3. Make time for yourself
Remember: Just because many of us are social distancing does not mean that we need to be communicating constantly. That might be your initial move, but it can be exhausting and challenging to handle that kind of pressure. We’re all able to be interconnected, but maybe your S.O. would rather listen to a podcast or do an activity solo, so be mindful they will need their mental space (even if they’ve already got physical space).
Pro Tip: Don’t take it personally.
4. Be patient
You’re both about to surrender your conversations to the whims of WiFi. I cannot tell you how many times I’ve had to hang up, call back, hang up, call back, get a missed call, call again, deal with a poor connection—I mean, that is practically 30-percent of my relationship. There will be frustrating lags and other disrupting connectivity challenges.

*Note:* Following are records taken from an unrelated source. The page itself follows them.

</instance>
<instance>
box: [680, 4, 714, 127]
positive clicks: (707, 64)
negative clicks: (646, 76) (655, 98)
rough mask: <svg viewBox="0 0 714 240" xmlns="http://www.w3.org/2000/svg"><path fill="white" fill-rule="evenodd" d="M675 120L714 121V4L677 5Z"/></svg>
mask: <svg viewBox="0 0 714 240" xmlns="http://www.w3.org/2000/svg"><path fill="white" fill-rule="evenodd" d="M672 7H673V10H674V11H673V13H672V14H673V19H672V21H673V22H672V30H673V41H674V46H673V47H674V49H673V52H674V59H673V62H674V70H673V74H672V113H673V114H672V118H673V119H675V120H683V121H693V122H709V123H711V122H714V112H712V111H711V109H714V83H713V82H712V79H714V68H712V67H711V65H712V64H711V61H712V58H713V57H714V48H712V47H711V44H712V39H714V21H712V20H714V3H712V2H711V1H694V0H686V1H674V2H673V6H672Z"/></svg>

Take deep breaths. We’re all establishing new routines, and this is the time to be flexible and understanding.
Pro Tip: Sure, there are plenty of potential interruptions. But your phone dying in the middle of a call? Easily avoidable if you keep charging your devices throughout the day.
5. Sex is important!
No one is asking you to be celibate, just creative. The main thing: Figure out how you want to do it. If you’re still at the no-farting stage, Skype sex could be a step further than you’re comfortable going—and that is 100-percent alright. Chat about the boundaries you want to set or things you’d really like to try. There are a lot of factors to consider when it comes to video-call sex—the angles, the lighting, the sound—all of which will likely make us feel more self-conscious, especially since we’re actually seeing ourselves, too. Don’t hesitate to suggest a different medium if you’re still feeling shy; sexting or a good ole phone call can still do the trick.
Pro Tip: Don’t be afraid to incorporate new things. If you’re bored of hitting manual, try ordering some fun toys—for yourself, or even your partner if that’s what they’re into.
6. Pay attention
When you’re on the phone, avoid multitasking. It’s going to be really easy to have one tab open with a video call and another for scrolling through Twitter. Being on your phone in the middle of a date doesn’t feel as rude when it’s virtual, but your S.O. can tell when they’re only half-heard, and your eyes won’t lie.
Pro-Tip: Speak up if you need to pause and respond to something pressing. It’s nicer than letting someone talk for five minutes only to ask, “Sorry, what?”
7. Still keep up with date night
Sitting down to dinner adds a sense of normalcy, even if it’s through a screen. If you want to celebrate a birthday or other milestone, you can dress for the occasion (up or down ?) and set up some candles or a glass of champagne. For surprises, write a physical letter or send them an unprompted gift—receiving mail can be a sweet gesture.
Pro Tip: You can still take them out. On a recent rough night, my girlfriend ordered Sakuramen delivery to my door (food is our love language) and I was thrilled. You could even try ordering from the same restaurant.
8. Make time for fun
Do solo activities together. Put your phone in a good spot in the kitchen and cook the same recipe. You could try playing games or trivia. Maybe start a two-person (or more?) book club. It’s all about making time to do things you both enjoy and innovate new ways to do them together.
Pro Tip: My girlfriend and I watch TV together on FaceTime. We watch on different devices, adjusting the timing to match and then hitting mute. I recently learned about Netflix Party so we may investigate that, too.
9. Don’t let absence define your relationship
We may be hunkering down for the foreseeable future, but that doesn’t mean your bond is any less strong or important. Try your best to focus on whom you’re communicating with rather than how you communicate.
Pro Tip: For a dose of optimism, you can make a list of places to travel, restaurants to try, and things to look forward to doing post-quarantine.